Precision Radiotherapy, SBRT, Shows Promise as 1st Treatment for Low- and Medium-Risk Prostate Cancers

Precision Radiotherapy, SBRT, Shows Promise as 1st Treatment for Low- and Medium-Risk Prostate Cancers

Men newly diagnosed with low- or intermediate-risk prostate cancer may benefit more by being treated with high-dose stereotactic body radiotherapy (SBRT) as a first therapy than with other available radiotherapies, according to the results of a large and multi-center clinical trial.

The data, recently announced at the 58th Annual Meeting of the American Society for Radiation Oncology (ASTRO) in a presentation titled “Five-Year Outcomes from a Multi-Center Trial of Stereotactic Body Radiotherapy for Low- and Intermediate-Risk Prostate Cancer,” revealed that SBRT has shorter treatment duration, lower severe toxicity, and excellent cancer control rates.

Usually, prostate tumors respond well to radiation therapy, but the possibility of radiation exposure to healthy tissue of the gastrointestinal (GI) and genitourinary (GU) tracts is a matter of concern to physicians. SBRT is an advanced technique designed to deliver high doses of radiation therapy to the tumor in few fractioned radiation treatments (usually up to five), with a high specificity to the tumor site. A specially designed coordinate-system is used to detect the exact localization of the tumors in the body, helping to avoid treating healthy tissue nearby and reducing toxicity to non-cancerous cells.

Given its focused radiation delivery, this technique is now a standard of care for many patients with non-surgical lung cancer, working to prevent unnecessary radiation exposure to the heart and surrounding lung tissue. In prostate cancer patients, similarly, it can be used to avoid exposure to the adjacent bladder, rectum, and sex organs, the researchers reported.

Previous studies have suggested that SBRT as a primary therapy for prostate cancer is a cost-effective and faster alternative to intensity-modulated radiation therapy, another high-precision radiotherapy. But all those studies took place at a single institution. “Our study is the first to contribute multi-center data that support the use of SBRT as front-line therapy for men with prostate cancer,” Robert Meier, MD, its lead author and a radiation oncologist at Swedish Medical Center in Seattle, said in a press release.

In this open-label study (NCT00643994) Meier and his team enrolled 309 newly diagnosed prostate cancer patients from 21 different hospitals across the United States. Among them, 172 were low-risk, and 137 were intermediate-risk.

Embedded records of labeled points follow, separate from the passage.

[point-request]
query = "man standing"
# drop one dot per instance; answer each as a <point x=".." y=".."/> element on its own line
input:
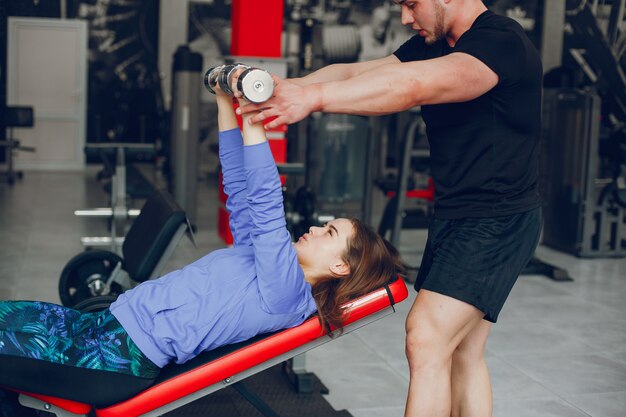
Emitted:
<point x="478" y="79"/>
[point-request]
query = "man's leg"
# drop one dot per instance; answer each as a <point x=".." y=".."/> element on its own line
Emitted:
<point x="435" y="327"/>
<point x="471" y="387"/>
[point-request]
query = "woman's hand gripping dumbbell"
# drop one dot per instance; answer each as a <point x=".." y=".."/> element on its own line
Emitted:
<point x="253" y="84"/>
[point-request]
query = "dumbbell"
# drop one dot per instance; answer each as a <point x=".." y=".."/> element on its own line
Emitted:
<point x="255" y="84"/>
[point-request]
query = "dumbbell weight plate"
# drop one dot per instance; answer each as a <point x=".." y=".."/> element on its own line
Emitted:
<point x="256" y="85"/>
<point x="210" y="78"/>
<point x="225" y="77"/>
<point x="85" y="271"/>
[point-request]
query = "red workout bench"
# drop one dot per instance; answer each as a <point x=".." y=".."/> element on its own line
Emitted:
<point x="178" y="385"/>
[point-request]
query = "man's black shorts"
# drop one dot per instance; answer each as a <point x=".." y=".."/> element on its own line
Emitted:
<point x="477" y="260"/>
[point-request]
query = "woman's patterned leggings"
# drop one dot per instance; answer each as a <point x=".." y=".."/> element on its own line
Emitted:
<point x="60" y="335"/>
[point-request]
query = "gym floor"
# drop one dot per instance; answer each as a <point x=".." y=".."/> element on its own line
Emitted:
<point x="559" y="348"/>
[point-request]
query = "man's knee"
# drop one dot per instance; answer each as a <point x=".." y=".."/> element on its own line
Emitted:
<point x="424" y="346"/>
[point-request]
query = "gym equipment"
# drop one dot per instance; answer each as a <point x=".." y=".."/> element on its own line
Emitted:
<point x="15" y="116"/>
<point x="185" y="130"/>
<point x="580" y="216"/>
<point x="337" y="163"/>
<point x="150" y="242"/>
<point x="395" y="215"/>
<point x="178" y="385"/>
<point x="301" y="211"/>
<point x="256" y="85"/>
<point x="119" y="212"/>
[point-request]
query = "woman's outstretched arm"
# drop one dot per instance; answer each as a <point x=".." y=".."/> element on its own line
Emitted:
<point x="234" y="178"/>
<point x="282" y="286"/>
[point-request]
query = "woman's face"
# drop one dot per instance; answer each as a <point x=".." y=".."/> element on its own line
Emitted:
<point x="325" y="246"/>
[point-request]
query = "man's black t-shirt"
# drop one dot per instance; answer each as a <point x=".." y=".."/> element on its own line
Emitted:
<point x="484" y="151"/>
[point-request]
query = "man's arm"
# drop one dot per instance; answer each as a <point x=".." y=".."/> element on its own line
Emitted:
<point x="388" y="89"/>
<point x="339" y="72"/>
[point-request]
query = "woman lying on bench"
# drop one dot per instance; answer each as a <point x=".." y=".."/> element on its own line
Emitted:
<point x="264" y="283"/>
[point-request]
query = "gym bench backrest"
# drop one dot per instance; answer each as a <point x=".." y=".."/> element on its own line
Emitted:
<point x="153" y="236"/>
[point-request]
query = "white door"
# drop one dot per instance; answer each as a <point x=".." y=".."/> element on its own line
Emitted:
<point x="47" y="69"/>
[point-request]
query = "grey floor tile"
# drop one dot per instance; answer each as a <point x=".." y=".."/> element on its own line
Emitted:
<point x="378" y="412"/>
<point x="510" y="383"/>
<point x="617" y="356"/>
<point x="363" y="386"/>
<point x="567" y="375"/>
<point x="532" y="337"/>
<point x="536" y="407"/>
<point x="602" y="336"/>
<point x="7" y="294"/>
<point x="610" y="404"/>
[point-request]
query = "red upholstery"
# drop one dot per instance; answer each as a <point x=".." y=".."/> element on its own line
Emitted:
<point x="238" y="361"/>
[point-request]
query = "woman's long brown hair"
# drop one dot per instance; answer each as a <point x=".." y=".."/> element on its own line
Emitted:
<point x="373" y="263"/>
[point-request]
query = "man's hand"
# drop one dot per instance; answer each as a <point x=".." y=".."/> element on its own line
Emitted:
<point x="290" y="104"/>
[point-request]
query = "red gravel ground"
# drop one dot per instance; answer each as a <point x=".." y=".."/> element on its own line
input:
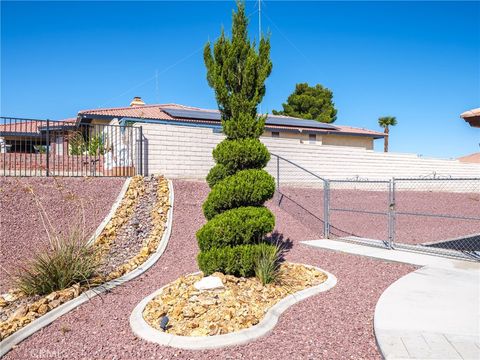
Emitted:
<point x="21" y="229"/>
<point x="333" y="325"/>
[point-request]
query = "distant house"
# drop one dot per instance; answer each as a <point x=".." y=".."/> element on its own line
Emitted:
<point x="472" y="158"/>
<point x="472" y="117"/>
<point x="306" y="131"/>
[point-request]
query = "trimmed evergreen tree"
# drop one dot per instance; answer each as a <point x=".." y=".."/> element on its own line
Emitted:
<point x="310" y="102"/>
<point x="237" y="220"/>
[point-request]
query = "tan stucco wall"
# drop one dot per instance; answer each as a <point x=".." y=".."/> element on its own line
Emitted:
<point x="355" y="141"/>
<point x="186" y="152"/>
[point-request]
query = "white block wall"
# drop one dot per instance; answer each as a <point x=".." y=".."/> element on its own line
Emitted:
<point x="186" y="152"/>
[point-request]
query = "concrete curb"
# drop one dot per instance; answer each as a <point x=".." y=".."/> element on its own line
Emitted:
<point x="113" y="209"/>
<point x="143" y="330"/>
<point x="8" y="343"/>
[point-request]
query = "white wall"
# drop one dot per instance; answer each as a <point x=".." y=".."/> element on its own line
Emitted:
<point x="185" y="152"/>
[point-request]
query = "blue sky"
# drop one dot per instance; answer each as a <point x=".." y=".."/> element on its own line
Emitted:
<point x="418" y="61"/>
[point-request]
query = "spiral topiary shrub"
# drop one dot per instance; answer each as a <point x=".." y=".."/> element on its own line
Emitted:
<point x="234" y="227"/>
<point x="233" y="239"/>
<point x="216" y="174"/>
<point x="235" y="155"/>
<point x="245" y="188"/>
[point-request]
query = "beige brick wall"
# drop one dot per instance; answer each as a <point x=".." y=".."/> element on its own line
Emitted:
<point x="185" y="152"/>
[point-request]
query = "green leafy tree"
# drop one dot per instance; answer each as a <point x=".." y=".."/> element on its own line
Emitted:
<point x="310" y="102"/>
<point x="237" y="220"/>
<point x="386" y="122"/>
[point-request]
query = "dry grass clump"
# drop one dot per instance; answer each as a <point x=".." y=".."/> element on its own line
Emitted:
<point x="67" y="260"/>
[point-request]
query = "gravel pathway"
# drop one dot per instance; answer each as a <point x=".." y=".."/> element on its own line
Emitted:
<point x="21" y="229"/>
<point x="334" y="325"/>
<point x="131" y="236"/>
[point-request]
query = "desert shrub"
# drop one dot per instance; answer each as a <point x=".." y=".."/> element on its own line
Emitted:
<point x="241" y="154"/>
<point x="96" y="145"/>
<point x="216" y="174"/>
<point x="76" y="143"/>
<point x="238" y="261"/>
<point x="67" y="260"/>
<point x="246" y="188"/>
<point x="267" y="263"/>
<point x="243" y="225"/>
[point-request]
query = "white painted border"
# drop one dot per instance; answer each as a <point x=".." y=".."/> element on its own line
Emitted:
<point x="8" y="343"/>
<point x="112" y="212"/>
<point x="143" y="330"/>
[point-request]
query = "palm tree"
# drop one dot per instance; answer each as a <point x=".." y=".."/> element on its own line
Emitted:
<point x="385" y="122"/>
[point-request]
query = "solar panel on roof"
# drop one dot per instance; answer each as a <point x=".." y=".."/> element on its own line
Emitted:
<point x="290" y="121"/>
<point x="193" y="114"/>
<point x="271" y="120"/>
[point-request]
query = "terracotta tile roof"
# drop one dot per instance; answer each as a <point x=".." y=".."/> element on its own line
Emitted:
<point x="155" y="112"/>
<point x="470" y="113"/>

Patients received SBRT through a non-isocentric robotic platform, which used real-time tracking of implanted fiducials (tiny gold particles implanted in the patients’ tumors that act as localizing and tracking devices). All patients received a 40 Gy radiation therapy in the prostate, divided in five treatment sessions of 8 Gy each, and those with intermediate-risk also received a single dose of 36.25 Gy to their seminal vesicles. Patients were followed for a median of 61 months, during which time no patient received concomitant or adjuvant androgen deprivation therapies.

The study’s primary outcomes included GU and GI toxicities and relapse-free survival (RFS), and overall survival (OS) was measured as a secondary outcome.

Researchers noted that in the five years following SBRT, 95.6% of the participants were still alive, and of those, 97% were free from cancer progression, a percentage higher than that found in historical controls. In fact, the five-year RFS for low- and intermediate-risk patients was 97.3% and 97.1%, respectively.

Fewer serious side effects were also reported in patients treated with SBRT. Only five patients (1.6%) experienced grade three GU toxicities, far below prior 10% rates. No grade four or five toxicities were reported. Among those who experienced less serious side effects, the researchers found the effects were usually temporary. More than half of patients experienced grade one GU or GI toxicities, and nearly a third experienced grade two GU or GI toxicities.

“Our results illustrate how advanced technology has radically improved our ability to target cancer,” said Dr. Meier. “After following patients for more than five years, we found that serious side effects from a brief course of SBRT were uncommon and that cancer control rates were very favorable compared to historical data. Our trial confirms that SBRT may be preferable to other treatment approaches for newly-diagnosed cases of prostate cancer, including more aggressive disease.”